While digging through our apartment for things I could sell to my neighbors this weekend, I found the results for one of those personality tests I took a few years back as part of a group exercise. I remembered reading those results the first time and thinking, “Wow, this is so true!” But then later realizing, “I don’t think it’s all that helpful…”
I’m not a fan of these sorts of “check off the boxes so we can put you in a category” tests because they’re usually organized around some new way of describing what we lack or how we tend to fail. Some couch it in language about about “when we’re at our best,” but that’s mostly just a way to hone in on the other side of that coin.

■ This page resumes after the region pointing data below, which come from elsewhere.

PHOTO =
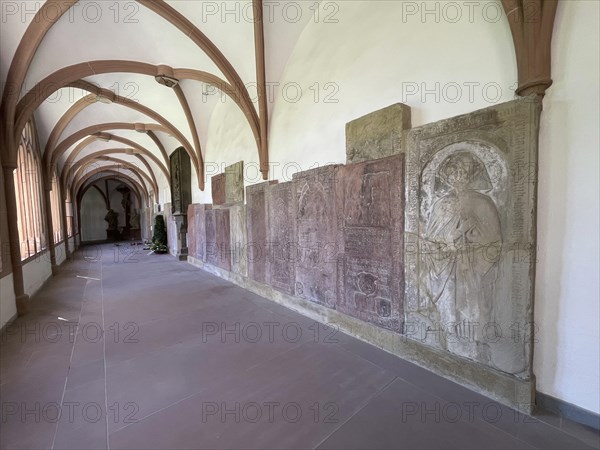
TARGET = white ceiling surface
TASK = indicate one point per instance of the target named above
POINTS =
(129, 31)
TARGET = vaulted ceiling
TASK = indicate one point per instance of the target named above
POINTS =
(92, 76)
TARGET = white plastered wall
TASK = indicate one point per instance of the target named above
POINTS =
(566, 359)
(378, 53)
(8, 307)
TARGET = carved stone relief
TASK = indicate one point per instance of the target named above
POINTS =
(217, 185)
(371, 227)
(234, 183)
(197, 230)
(257, 226)
(281, 249)
(378, 134)
(470, 241)
(317, 246)
(239, 241)
(217, 238)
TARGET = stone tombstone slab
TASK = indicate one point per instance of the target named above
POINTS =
(471, 235)
(217, 238)
(238, 240)
(257, 230)
(197, 230)
(370, 198)
(281, 244)
(378, 134)
(192, 232)
(234, 183)
(217, 185)
(315, 221)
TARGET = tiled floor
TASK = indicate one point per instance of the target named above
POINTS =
(187, 360)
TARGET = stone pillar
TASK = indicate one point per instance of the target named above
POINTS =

I think we respond to these tests because most of us spend a lot of time thinking about what we’re bad at – buying the lie that obsessing over theses things will make us better people – but without any way to organize the information. So when a test “reveals” something about us along these lines, we get a sense of being known, along with a category and maybe even a few suggested action steps, that makes us believe this is a life changing revelation. As if knowing that there’s a whole category of people who, just like us!, go out of their way to avoid doing the dishes (silly example, but roll with it) somehow transforms an embarrassing character flaw into something to identify ourselves by and use to connect with others. (“I Hate Doing Dishes!” we could write on name tags and wear all the time, and then join up with all the other pile-them-in-the-sink-and-walk-away people and go to restaurants, where someone else will do the dishes!)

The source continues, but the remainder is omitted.